Bipolar stepper motor drivers
For operating 4 or 8 lead bipolar stepper motors and stepper-based linear actuators.
Unipolar stepper motor drivers
For operating 6 or 8 lead unipolar steppers and actuators (typically L/R type drives).
Non-programmable stepper drivers
Requiring digital “pulse” and “direction” inputs from a controller (and some include an “output enable” digital input). The controller outputs a single pulse to the drive for each motor step and outputs a stream of pulses to the drive for the motor to ‘Index’ a precise amount. The quantity of pulses to the drive determines the amount of rotational or linear movement and the frequency of the pulse train determines the rotational or linear speed of the stepper motor or linear actuator respectively.
Programmable stepper drivers
These drives incorporate a microprocessor and can execute various motion control programs in addition to immediately executable motor commands. These stepper motor drivers can have the motor ‘index’ virtually any amount in either direction and at various speeds in real time or under user-specified program control. most programmable drives have some general purpose (GP), digital Inputs/Outputs (I/O) for ‘talking’ with or controlling other equipment (and thus providing coordinated system motion control), and also have some conditional functions based upon the GP inputs, the relative motor position, and/or encoder feedback data.
Half step mode in addition to standard full step mode
In the half step mode, the drive can electronically divide each full step of a stepper motor in half. For example, a stepper motor with a 15° full step rotation can operate at a 7.5° step angle with the drive in the half step mode. A 1.8° stepper motor can be run with 0.9° half step increments, and so forth. Similarly the linear resolution of a stepper-based linear actuator can be divided in half using the half step mode.
Micro-stepping drives can electronically divide each full step of a stepper motor or actuator into finer discrete step angles than half stepping. Typical division factors are 1/4, 1/8, 1/16, 1/32, etc, and/or 1/5, 1/10, 1/25, 1/50, etc. The four major benefits of micro-stepping the motor are increased rotary or linear resolution, smoother operation, reduced audible dynamic noise and a reduction of dynamic resonance. The trade-off for these benefits is a reduction in motor step accuracy and repeatability, especially under loaded conditions.

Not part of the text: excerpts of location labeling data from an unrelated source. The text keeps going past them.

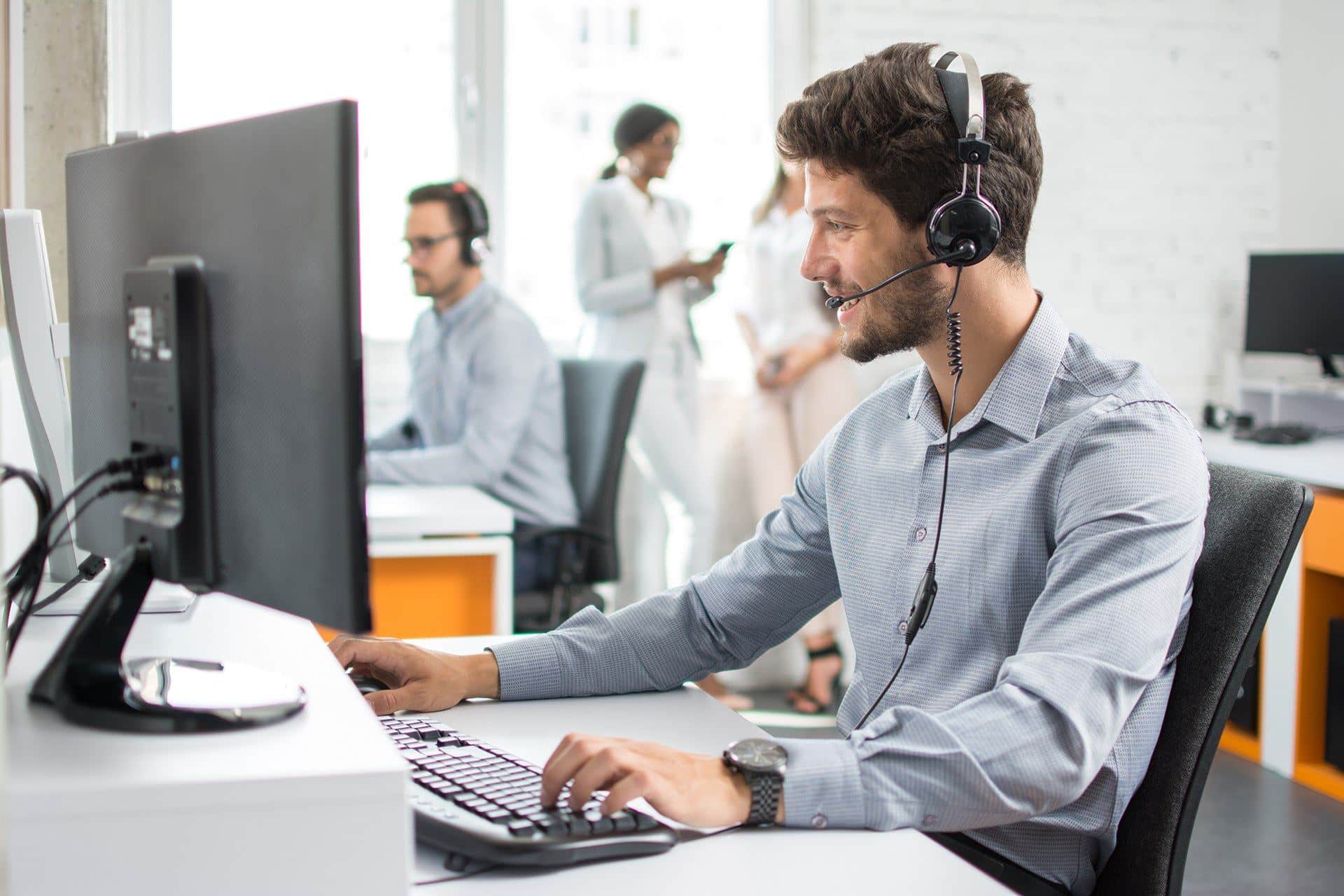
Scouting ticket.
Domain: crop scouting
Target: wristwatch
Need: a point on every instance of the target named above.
(761, 763)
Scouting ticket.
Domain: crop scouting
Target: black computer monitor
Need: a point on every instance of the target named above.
(1296, 304)
(214, 317)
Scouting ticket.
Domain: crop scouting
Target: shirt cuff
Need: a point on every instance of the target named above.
(822, 785)
(530, 668)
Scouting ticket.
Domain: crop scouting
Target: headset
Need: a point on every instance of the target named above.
(962, 229)
(473, 241)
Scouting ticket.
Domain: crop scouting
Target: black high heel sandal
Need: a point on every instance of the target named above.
(802, 694)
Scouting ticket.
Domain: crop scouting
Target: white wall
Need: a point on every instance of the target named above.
(1160, 128)
(1310, 127)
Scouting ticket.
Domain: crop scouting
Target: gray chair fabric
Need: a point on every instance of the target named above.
(598, 407)
(1254, 524)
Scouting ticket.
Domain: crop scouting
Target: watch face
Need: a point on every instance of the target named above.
(758, 754)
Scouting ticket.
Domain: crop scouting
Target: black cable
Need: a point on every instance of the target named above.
(35, 558)
(956, 368)
(929, 584)
(22, 571)
(878, 701)
(90, 567)
(55, 596)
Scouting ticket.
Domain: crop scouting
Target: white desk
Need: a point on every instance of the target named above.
(737, 862)
(312, 805)
(1320, 463)
(318, 804)
(445, 522)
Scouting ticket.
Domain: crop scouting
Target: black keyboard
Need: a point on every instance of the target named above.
(476, 801)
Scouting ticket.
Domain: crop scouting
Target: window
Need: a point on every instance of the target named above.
(252, 57)
(705, 61)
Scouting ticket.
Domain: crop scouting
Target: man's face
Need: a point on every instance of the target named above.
(436, 262)
(858, 242)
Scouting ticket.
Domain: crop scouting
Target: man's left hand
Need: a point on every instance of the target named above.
(687, 788)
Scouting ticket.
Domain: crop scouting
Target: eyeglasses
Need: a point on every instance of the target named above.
(421, 245)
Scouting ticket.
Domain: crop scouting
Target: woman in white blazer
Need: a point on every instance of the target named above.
(638, 285)
(804, 387)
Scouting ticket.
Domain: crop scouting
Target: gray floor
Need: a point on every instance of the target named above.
(1256, 832)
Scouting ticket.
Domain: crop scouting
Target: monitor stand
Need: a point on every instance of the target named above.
(89, 684)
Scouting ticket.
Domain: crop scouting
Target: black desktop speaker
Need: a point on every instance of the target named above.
(1335, 697)
(1245, 713)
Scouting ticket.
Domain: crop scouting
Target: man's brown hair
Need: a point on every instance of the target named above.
(886, 121)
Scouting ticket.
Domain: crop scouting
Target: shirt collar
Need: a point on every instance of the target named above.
(638, 198)
(465, 305)
(1016, 397)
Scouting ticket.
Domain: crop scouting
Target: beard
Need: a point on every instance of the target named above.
(902, 316)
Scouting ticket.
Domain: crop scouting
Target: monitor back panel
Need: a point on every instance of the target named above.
(270, 206)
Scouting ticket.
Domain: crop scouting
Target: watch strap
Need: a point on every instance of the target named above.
(765, 797)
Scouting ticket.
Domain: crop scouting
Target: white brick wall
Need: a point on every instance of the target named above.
(1160, 127)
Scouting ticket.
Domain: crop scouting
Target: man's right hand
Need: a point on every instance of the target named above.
(420, 680)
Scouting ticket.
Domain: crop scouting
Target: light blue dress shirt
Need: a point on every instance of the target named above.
(1028, 707)
(487, 410)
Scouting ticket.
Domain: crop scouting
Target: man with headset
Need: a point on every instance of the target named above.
(486, 399)
(1065, 491)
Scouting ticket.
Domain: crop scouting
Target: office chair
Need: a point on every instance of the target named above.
(598, 407)
(1253, 527)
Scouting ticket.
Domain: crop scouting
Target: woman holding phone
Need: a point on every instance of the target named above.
(804, 386)
(638, 284)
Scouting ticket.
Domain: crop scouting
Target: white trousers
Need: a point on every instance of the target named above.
(664, 445)
(784, 428)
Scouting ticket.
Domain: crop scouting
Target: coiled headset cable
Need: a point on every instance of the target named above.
(927, 589)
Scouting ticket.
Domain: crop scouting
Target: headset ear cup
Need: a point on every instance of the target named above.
(958, 218)
(477, 248)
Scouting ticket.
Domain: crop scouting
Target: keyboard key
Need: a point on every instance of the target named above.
(550, 827)
(522, 828)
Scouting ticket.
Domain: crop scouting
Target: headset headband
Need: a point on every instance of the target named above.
(972, 120)
(965, 99)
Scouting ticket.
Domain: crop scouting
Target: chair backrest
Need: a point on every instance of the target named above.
(1253, 527)
(598, 407)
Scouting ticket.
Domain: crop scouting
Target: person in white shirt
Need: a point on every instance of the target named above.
(636, 285)
(804, 387)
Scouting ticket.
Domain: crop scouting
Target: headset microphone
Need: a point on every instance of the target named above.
(964, 251)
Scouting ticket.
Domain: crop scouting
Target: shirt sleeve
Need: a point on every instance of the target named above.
(598, 290)
(748, 602)
(504, 383)
(1129, 528)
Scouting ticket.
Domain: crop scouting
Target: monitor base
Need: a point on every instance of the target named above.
(89, 684)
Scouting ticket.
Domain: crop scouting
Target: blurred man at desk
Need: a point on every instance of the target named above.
(1074, 495)
(486, 397)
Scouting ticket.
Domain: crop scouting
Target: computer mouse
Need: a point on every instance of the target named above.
(366, 682)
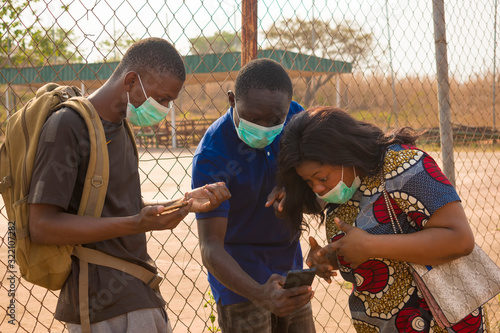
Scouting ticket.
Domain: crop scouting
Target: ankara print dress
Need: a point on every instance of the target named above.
(384, 296)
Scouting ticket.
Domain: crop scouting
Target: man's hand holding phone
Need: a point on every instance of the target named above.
(280, 301)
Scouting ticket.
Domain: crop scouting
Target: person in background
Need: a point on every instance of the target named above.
(336, 166)
(245, 247)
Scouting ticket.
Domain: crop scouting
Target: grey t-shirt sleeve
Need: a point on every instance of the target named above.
(61, 150)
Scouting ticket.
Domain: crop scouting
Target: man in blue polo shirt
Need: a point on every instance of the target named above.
(245, 247)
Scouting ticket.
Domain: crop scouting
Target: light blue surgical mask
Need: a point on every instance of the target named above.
(254, 135)
(148, 113)
(341, 193)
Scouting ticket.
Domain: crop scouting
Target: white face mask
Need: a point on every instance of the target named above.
(341, 193)
(254, 135)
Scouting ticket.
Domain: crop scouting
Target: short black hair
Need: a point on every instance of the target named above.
(152, 55)
(262, 74)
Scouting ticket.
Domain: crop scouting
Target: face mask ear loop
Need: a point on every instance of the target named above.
(140, 81)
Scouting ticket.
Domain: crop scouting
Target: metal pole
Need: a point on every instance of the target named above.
(7, 101)
(494, 66)
(443, 85)
(248, 31)
(172, 123)
(337, 91)
(394, 99)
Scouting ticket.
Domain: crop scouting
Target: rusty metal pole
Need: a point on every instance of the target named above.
(443, 86)
(248, 31)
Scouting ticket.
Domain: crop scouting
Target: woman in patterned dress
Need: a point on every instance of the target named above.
(333, 165)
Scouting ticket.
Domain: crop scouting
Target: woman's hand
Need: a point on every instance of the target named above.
(208, 197)
(325, 265)
(353, 247)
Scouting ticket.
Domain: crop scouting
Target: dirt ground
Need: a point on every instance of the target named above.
(178, 258)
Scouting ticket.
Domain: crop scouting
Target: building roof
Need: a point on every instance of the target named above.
(199, 69)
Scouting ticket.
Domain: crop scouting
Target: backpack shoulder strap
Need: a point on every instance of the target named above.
(97, 177)
(131, 135)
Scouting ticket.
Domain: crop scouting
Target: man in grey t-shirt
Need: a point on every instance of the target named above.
(148, 78)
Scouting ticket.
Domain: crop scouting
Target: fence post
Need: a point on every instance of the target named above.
(7, 101)
(443, 85)
(248, 31)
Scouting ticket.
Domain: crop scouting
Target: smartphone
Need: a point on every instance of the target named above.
(169, 209)
(299, 277)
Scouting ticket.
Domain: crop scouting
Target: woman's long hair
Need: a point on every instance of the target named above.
(329, 136)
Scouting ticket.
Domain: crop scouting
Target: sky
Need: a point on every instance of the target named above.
(405, 25)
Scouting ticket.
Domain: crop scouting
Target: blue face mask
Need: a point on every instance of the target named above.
(341, 193)
(148, 113)
(254, 135)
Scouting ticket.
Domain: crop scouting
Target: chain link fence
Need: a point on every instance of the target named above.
(376, 59)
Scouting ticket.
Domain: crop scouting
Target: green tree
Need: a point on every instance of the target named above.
(32, 45)
(219, 42)
(346, 41)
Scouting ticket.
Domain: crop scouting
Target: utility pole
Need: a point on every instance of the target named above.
(445, 126)
(248, 31)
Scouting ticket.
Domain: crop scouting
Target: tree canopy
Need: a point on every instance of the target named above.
(219, 42)
(31, 44)
(344, 41)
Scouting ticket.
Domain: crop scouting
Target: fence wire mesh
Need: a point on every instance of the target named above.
(387, 46)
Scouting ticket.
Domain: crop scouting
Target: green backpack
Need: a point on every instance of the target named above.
(49, 265)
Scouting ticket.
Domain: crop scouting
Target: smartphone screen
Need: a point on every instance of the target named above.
(299, 277)
(169, 209)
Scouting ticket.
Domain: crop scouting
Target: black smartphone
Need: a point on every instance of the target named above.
(299, 277)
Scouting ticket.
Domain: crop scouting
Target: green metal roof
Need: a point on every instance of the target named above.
(210, 67)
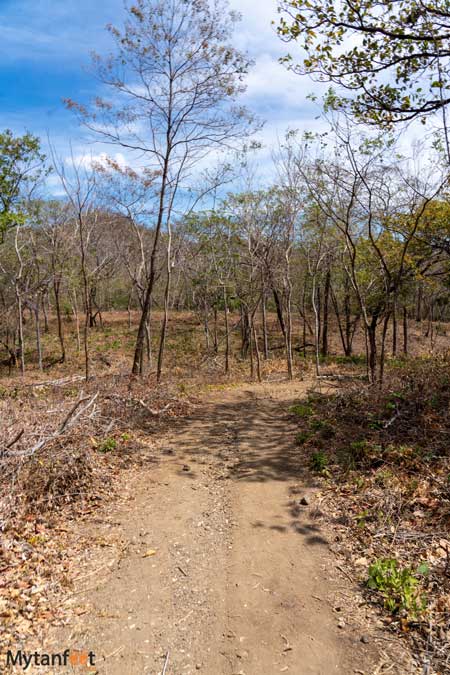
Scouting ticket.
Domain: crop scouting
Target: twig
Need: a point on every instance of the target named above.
(163, 672)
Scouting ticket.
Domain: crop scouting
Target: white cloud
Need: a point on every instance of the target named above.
(89, 160)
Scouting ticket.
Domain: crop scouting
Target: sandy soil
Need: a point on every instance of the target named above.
(222, 570)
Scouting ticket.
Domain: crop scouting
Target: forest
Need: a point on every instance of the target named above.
(302, 290)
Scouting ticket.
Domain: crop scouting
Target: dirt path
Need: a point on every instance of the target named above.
(241, 581)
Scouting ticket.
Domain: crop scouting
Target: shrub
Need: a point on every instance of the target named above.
(319, 461)
(399, 587)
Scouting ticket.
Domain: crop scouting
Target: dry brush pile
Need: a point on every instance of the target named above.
(63, 446)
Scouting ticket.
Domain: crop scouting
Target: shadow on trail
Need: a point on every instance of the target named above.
(250, 440)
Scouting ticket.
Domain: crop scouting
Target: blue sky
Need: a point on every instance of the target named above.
(45, 50)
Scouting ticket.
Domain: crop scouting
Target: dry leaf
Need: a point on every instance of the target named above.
(150, 552)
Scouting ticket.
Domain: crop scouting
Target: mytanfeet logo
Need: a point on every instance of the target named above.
(25, 660)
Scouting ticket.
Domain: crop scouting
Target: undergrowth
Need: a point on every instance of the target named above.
(383, 458)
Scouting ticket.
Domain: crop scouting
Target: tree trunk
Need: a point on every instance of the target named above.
(383, 350)
(258, 358)
(162, 342)
(279, 308)
(227, 331)
(139, 348)
(405, 331)
(372, 344)
(21, 339)
(37, 325)
(56, 289)
(316, 327)
(394, 329)
(264, 324)
(77, 320)
(419, 304)
(216, 336)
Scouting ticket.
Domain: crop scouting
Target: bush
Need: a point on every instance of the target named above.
(399, 587)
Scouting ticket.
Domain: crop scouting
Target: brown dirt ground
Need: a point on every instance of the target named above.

There are many applications which may require a method of speed verification and/or positional verification such as certain medical devices, gases or liquids flow regulation, communications equipment or microelectronics. To ‘close-the-loop’ of a stepper-based system an integrated motor-mounted or a load-attached rotary or linear encoder can essentially ‘tell’ this type of drive if the motor is successfully achieving the commanded step rates and/or has achieved the true commanded position for every move. An encoder can also recover the significant loss of motor step accuracy when using fine micro-stepping modes as described above.
Acceleration and deceleration ramping
To help get a relatively greater load moving and/or achieve higher motor step rates (possibly without having to change to a physically larger motor), the use of acce/decel ramping can often be implemented with many stepper drives. As shown in typical published (non-ramped) speed, versus torque or speed versus force performance curves for stepper motors or step-per- based actuators, the slower the motor speed the higher the output torque or output force respectively.
To benefit from ‘lower speed, higher force levels’ the rotary or linear move profiles can include an initial start, from standstill, at a relatively low base speed and then immediately begin ramping up to the desired ‘high velocity, and to then reverse this technique if a deceleration ramp is also required. Just as we have to accelerate heavy motor vehicles up to speed from a dead stop, stepper motors and actuators can usually get relatively large loads moving with the use of ramping. To continue with this analogy, it requires extra power (i.e. engine mechanical horsepower for a conventional vehicle or electrical power for a motor) to get moving up to speed and then, depending upon the type of loading, it may take significantly less power to maintain motion at a constant velocity. Refer to Figure 5 for an example of a possible performance benefit with ramping.
A phase current ‘boost’ feature
Some Chopper Drives offer an option to set a boosted phase current (higher magnitude than continuous rated current) during part of, or possibly all of, any acceleration and/or deceleration ramp. Typically the ‘active time’ of boosted current levels are of limited duration during a ramp to prevent overheating the motor windings. This boosted current during an acceleration ramp can increase the internal torque of the motor allowing the motor to get a relatively larger load moving from the rest position. Similarly a boosted current during a deceleration ramp can help to stop a relatively larger moving load.
In summary, there may be many factors to consider when designing a motion control device or system using stepper motors or stepper- based linear actuators. One of the critical components is the stepper drive and its selection is best determined by various factors such as the type, physical size, voltage and current ratings, available step modes, corntollability and programmability, ramping and/or current boosting options, as well as cost and delivery lead time. Depending upon the loading and duty cycle significantly improved performance from, or the increase in energy efficiency of a stepper motor or stepper- based actuator can often be achieved by the proper selection of the drive type (along with any optional features of the drive) and the power source.